Der Bundestag hat in seiner Sitzung am vergangenen Freitag an den jüdischen Aufstand im Warschauer Ghetto vor 70 Jahren gedacht. "Wir verneigen uns heute vor den mutigen Frauen und Männern und allen Opfern des Warschauer Ghettos. Ihr Kampf um die Menschenwürde ist und bleibt ein Vermächtnis für die nachfolgenden Generationen", sagte Bundestagspräsident Norbert Lammert (CDU) im Beisein des polnischen Botschafters Jerzy Marganski, während sich die Abgeordneten von ihren Plätzen erhoben.

Lammert erinnerte daran, dass zu Beginn des Aufstandes am 19. April 1943 noch "Zehntausende verzweifelte, größtenteils längst entkräftete Menschen" hinter den drei Meter hohen Mauern des hermetisch abgeriegelten Viertels lebten. Bereits 1942 seien von dort aus rund 300.000 Menschen in die Vernichtungslager deportiert worden.
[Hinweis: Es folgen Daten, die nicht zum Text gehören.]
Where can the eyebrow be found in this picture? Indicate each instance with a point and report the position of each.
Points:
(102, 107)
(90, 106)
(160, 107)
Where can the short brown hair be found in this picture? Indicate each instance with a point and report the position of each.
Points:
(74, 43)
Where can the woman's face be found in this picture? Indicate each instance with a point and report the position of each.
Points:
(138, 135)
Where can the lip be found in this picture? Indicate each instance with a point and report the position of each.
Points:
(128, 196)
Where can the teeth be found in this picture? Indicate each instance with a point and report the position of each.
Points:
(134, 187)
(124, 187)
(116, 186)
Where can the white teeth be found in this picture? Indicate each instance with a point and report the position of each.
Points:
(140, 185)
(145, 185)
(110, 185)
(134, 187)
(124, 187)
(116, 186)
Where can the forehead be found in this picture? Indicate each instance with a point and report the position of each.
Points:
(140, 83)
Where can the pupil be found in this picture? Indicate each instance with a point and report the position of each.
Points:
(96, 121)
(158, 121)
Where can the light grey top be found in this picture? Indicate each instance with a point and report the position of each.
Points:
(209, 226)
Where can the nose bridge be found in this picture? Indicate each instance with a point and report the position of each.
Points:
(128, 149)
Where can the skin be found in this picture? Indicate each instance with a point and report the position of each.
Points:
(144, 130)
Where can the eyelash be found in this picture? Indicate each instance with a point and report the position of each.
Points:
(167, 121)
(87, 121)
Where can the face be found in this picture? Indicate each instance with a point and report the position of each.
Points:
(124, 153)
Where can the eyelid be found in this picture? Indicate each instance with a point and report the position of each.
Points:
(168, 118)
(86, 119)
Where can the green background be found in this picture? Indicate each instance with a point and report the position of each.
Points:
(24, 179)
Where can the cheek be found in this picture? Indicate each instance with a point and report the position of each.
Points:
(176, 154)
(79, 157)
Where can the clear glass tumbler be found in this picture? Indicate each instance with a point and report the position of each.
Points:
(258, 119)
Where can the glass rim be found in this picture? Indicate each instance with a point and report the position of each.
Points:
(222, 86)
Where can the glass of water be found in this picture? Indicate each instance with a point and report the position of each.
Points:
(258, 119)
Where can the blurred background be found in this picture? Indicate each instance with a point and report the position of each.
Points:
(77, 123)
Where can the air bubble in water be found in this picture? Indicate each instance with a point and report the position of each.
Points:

Die Juden im Warschauer Ghetto, sagte Lammert, "wussten, dass sie keine Chance gegen den übermächtigen Angreifer hatten. Sie wollten aber kämpfen - einen aussichtslosen, verzweifelten Kampf um die Würde ihres Volkes", erklärte er.

Auch in Polen wurde in zahlreichen Veranstaltungen an den Aufstand vor 70 Jahren erinnert. An der zentralen Gedenkfeier nahmen unter anderem der Präsident des Europaparlaments, Martin Schulz (SPD), und die frühere Bundestagspräsidentin Rita Süssmuth (CDU) teil.